During successive reigns, furniture was ordered for a wide variety of purposes depending on how the palaces were used and occupied at the time by the monarch and their family. It encompassed the strictly utilitarian - chairs, tables and bed - furnishings and the ornamental or ceremonial - giltwood pier tables and pier glasses, thrones and State beds. The Office of the Great Wardrobe controlled the supply of such furnishings, which were regularly refurbished or replaced. As fashions changed, items were given away or discarded. Nevertheless, owing to the continuity of royal ownership, furnishings of all kinds from the 17th century onwards have survived in the Collection.

History

The cabinet-makers, clock-makers, tapestry weavers and upholsterers who supplied the Great Wardrobe (and after its abolition in 1782, the Lord Chamberlain’s Office) were consistently those at the top of their profession. They included outstanding carvers and gilders, such as James Moore (c.1670-1726), the Pelletier family (French Protestant refugees who settled in London at the end of the 17th century) and Benjamin Goodison (c.1700-1767). A certain amount of furniture made in the first half of the 18th century for the furnishing of George I and George II’s Palaces survives in the Royal Collection. The leading 18th-century cabinet-makers William Vile (c.1700/5-1767), John Cobb (c.1715-1778) and John Bradburn (1750-1781) supplied carved mahogany furniture to George III; and the firms of Tatham, Bailey and Sanders, and Morel and Seddon, whose very existence was largely due to their work for George IV.

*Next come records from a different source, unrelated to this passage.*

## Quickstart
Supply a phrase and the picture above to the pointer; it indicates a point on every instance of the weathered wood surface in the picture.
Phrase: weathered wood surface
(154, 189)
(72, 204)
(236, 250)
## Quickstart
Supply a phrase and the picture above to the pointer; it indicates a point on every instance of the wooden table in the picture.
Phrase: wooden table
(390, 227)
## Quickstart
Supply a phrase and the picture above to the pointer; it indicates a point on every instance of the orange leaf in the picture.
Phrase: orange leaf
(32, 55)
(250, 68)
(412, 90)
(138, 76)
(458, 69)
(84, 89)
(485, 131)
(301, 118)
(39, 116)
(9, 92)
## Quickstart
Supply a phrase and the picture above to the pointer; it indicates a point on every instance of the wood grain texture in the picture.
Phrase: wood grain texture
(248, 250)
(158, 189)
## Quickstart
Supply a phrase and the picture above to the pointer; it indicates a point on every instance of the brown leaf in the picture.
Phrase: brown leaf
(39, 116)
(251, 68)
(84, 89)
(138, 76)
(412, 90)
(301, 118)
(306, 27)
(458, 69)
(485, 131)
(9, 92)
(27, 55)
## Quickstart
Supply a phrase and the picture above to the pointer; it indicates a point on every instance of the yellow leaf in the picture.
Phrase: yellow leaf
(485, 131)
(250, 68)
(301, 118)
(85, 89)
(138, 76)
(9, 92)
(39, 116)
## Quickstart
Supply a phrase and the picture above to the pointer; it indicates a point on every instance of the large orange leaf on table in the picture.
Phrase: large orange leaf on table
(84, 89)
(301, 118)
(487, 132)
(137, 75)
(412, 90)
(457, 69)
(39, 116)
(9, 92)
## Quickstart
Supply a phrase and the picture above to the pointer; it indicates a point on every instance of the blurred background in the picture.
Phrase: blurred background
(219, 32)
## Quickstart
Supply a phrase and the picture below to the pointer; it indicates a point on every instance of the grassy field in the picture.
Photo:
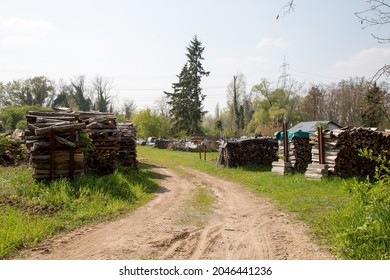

During the 19th century very large quantities of everyday furniture were provided by firms such as Banting and Dowbiggin, while Queen Victoria and Prince Albert employed Holland & Son to supply the entire furnishings of their private homes at Osborne and Balmoral, as well as the residences of the Prince of Wales (the future King Edward VII) at Sandringham and Marlborough House.

Although a number of important pieces of continental furniture entered the Collection before his time, it was George IV who brought a totally new character to the furnishing of royal palaces. From the 1780s until his death in 1830, he introduced large quantities of fashionable French furniture. The confiscation and sale of royal and aristocratic property during the French Revolution enabled English collectors, of whom George IV was the most active and successful, to acquire examples by the best 18th-century French cabinet-makers. Thus the Royal Collection contains pieces by Jean-Henri Riesener (1734-1806), Adam Weisweiler (1744-1820) and Martin Carlin (c.1730-1785). George IV’s taste was unusually broad, encompassing 17th-century cabinets by André-Charles Boulle (1642-1732) and the work of living craftsmen. His collection was strongest in pieces dating from the reign of Louis XVI, and included several made for the French king himself. Despite the hostilities between England and France that existed at the time, several French craftsmen, such as Pierre-Philippe Thomire (1751-1843) and François-Honoré-Georges Jacob-Desmalter (1770-1841), supplied George IV directly.

The 19th-century furniture in the Collection also combines the useful and the ornamental: several large orders were placed with English firms, especially Holland & Son, to furnish Osborne, Balmoral, Sandringham and Marlborough House. Meanwhile Queen Victoria and Prince Albert acquired elaborate decorative objects from the series of international exhibitions in London and Paris, notably cabinets by Emanuel Kreisser and Grohé frères.